Nutter’s involvement with access to cycling also extends to providing more opportunities for women to participate. She is leading an effort to increase awareness of women’s cycling, both amateur and professional, in Philadelphia. To this end, Nutter has worked for equal purse prizes for men and women in Philadelphia-area races, such as the 2014 Philly Cycling Classic.
“Establishing equal purse prizes got a lot of attention,” says Nutter, “especially from those who believe that the different distances for men and women should factor into the purse.” However, Nutter points out, the women are riding just as hard. “Neither race is better than the other,” says Nutter. “They are simply different races.”

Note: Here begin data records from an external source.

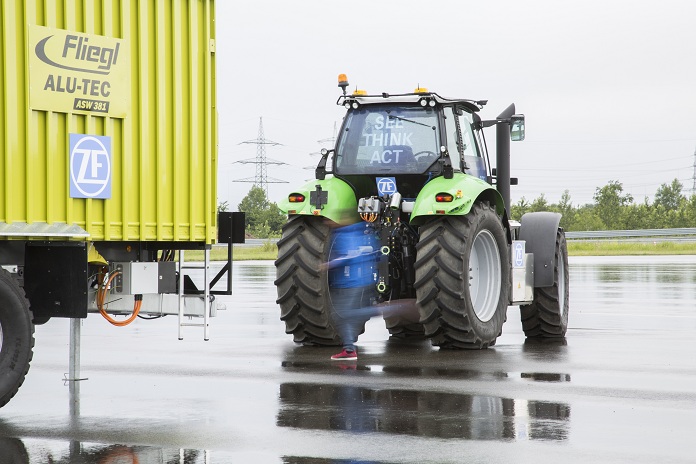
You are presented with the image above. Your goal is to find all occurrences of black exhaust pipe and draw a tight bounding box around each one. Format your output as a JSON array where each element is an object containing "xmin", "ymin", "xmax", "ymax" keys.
[{"xmin": 495, "ymin": 103, "xmax": 515, "ymax": 217}]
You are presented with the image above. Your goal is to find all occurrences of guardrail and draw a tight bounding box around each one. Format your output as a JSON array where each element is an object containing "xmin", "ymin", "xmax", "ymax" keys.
[{"xmin": 566, "ymin": 227, "xmax": 696, "ymax": 242}]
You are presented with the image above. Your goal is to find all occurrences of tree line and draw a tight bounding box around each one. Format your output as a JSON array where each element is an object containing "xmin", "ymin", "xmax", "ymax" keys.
[
  {"xmin": 510, "ymin": 179, "xmax": 696, "ymax": 231},
  {"xmin": 230, "ymin": 179, "xmax": 696, "ymax": 238}
]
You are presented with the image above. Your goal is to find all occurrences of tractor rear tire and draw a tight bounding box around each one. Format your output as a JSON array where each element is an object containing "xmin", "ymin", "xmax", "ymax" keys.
[
  {"xmin": 520, "ymin": 229, "xmax": 570, "ymax": 338},
  {"xmin": 414, "ymin": 203, "xmax": 510, "ymax": 349},
  {"xmin": 0, "ymin": 269, "xmax": 34, "ymax": 407},
  {"xmin": 275, "ymin": 216, "xmax": 342, "ymax": 346}
]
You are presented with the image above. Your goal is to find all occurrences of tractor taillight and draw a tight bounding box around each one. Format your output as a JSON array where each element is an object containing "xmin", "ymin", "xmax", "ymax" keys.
[{"xmin": 435, "ymin": 193, "xmax": 454, "ymax": 203}]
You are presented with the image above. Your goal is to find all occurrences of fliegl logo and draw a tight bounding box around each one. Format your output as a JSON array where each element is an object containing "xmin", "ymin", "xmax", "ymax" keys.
[
  {"xmin": 36, "ymin": 34, "xmax": 121, "ymax": 75},
  {"xmin": 29, "ymin": 26, "xmax": 130, "ymax": 117}
]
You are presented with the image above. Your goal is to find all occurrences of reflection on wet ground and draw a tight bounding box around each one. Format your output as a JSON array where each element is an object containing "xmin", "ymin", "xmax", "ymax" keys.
[
  {"xmin": 0, "ymin": 257, "xmax": 696, "ymax": 464},
  {"xmin": 0, "ymin": 438, "xmax": 211, "ymax": 464},
  {"xmin": 277, "ymin": 383, "xmax": 570, "ymax": 441}
]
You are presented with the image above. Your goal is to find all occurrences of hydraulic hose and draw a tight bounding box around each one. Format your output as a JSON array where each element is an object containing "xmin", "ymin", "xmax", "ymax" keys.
[{"xmin": 97, "ymin": 271, "xmax": 143, "ymax": 327}]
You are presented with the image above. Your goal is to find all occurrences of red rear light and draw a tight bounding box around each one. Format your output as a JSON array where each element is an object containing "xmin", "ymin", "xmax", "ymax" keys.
[{"xmin": 288, "ymin": 193, "xmax": 305, "ymax": 203}]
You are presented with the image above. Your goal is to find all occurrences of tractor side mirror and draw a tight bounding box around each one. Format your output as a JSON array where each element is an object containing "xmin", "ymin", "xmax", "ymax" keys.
[{"xmin": 510, "ymin": 114, "xmax": 524, "ymax": 142}]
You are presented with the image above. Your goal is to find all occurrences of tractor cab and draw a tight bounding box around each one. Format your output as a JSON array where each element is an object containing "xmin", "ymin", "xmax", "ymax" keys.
[{"xmin": 326, "ymin": 81, "xmax": 490, "ymax": 198}]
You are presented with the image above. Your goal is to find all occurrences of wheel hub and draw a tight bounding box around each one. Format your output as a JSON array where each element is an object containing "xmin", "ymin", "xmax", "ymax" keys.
[{"xmin": 469, "ymin": 230, "xmax": 502, "ymax": 322}]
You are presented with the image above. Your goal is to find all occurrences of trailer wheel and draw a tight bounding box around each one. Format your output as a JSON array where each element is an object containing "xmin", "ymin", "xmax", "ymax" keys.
[
  {"xmin": 520, "ymin": 229, "xmax": 569, "ymax": 338},
  {"xmin": 0, "ymin": 269, "xmax": 34, "ymax": 407},
  {"xmin": 414, "ymin": 203, "xmax": 510, "ymax": 349},
  {"xmin": 274, "ymin": 216, "xmax": 341, "ymax": 345}
]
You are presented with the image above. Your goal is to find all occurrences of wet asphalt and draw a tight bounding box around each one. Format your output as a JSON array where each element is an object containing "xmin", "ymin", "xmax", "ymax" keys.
[{"xmin": 0, "ymin": 256, "xmax": 696, "ymax": 464}]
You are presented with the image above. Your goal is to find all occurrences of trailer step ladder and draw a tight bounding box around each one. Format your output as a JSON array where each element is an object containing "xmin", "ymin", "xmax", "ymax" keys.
[{"xmin": 179, "ymin": 248, "xmax": 211, "ymax": 341}]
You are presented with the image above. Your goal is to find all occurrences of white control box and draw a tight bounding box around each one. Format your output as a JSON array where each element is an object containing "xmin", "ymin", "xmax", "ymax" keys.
[{"xmin": 111, "ymin": 262, "xmax": 159, "ymax": 295}]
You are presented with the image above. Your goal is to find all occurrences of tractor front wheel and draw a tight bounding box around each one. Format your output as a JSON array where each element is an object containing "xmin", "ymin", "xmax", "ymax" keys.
[
  {"xmin": 414, "ymin": 203, "xmax": 510, "ymax": 349},
  {"xmin": 520, "ymin": 229, "xmax": 569, "ymax": 338}
]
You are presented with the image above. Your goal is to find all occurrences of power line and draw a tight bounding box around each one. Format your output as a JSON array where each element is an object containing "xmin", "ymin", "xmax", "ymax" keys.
[{"xmin": 232, "ymin": 117, "xmax": 287, "ymax": 198}]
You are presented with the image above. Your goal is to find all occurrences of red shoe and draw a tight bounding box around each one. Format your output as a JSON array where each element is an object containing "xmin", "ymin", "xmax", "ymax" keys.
[{"xmin": 331, "ymin": 348, "xmax": 358, "ymax": 361}]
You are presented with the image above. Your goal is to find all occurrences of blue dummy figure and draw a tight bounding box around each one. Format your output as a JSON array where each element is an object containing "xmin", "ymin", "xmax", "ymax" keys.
[{"xmin": 328, "ymin": 222, "xmax": 381, "ymax": 360}]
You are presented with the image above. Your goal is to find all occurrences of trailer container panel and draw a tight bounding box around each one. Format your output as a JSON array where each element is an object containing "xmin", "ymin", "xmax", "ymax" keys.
[{"xmin": 0, "ymin": 0, "xmax": 217, "ymax": 243}]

Another victory for the Philadelphia cycling community is the return of the Women's Road World Cup to the U.S. for the first time in 14 years. Lisa Nutter traveled with Mayor Nutter’s delegation to France in July last year, which met with UCI President Brian Cookson, to work toward bringing the 2015 Women's World Cup for the first time to Philadelphia, the only women's World Cup event to be held in the U.S. this year. Also on the horizon is construction of the city’s velodrome, set to begin in 2016, to bring world-class track cycling to Philadelphia.
“It’s about the beauty of cycling…”
In addition to her racing and her advocacy for cycling, Nutter is the president of Philadelphia Academies, Inc. (PAI), a nonprofit youth development organization whose mission is to expand life and economic options for Philadelphia public school students. Having described PAI as the perfect marriage of community development and systemic change, Nutter says the organization provides career-focused programming that prepares these young people for employment and post-secondary education.
Such a role seems natural for Nutter, who continues her volunteer work to bring what she calls “the beauty of cycling” to residents of Philadelphia. “You don’t need a team such as football or baseball to participate,” she says, “and almost anyone can enjoy it. That’s why it’s so important to provide access to bicycles and safe places to ride them.”
In addition to pursuing her own racing career, Lisa Nutter’s efforts advocating access and opportunity – for amateurs and professionals, serious cyclists and those biking for the absolute fun of it – seem to be right on track.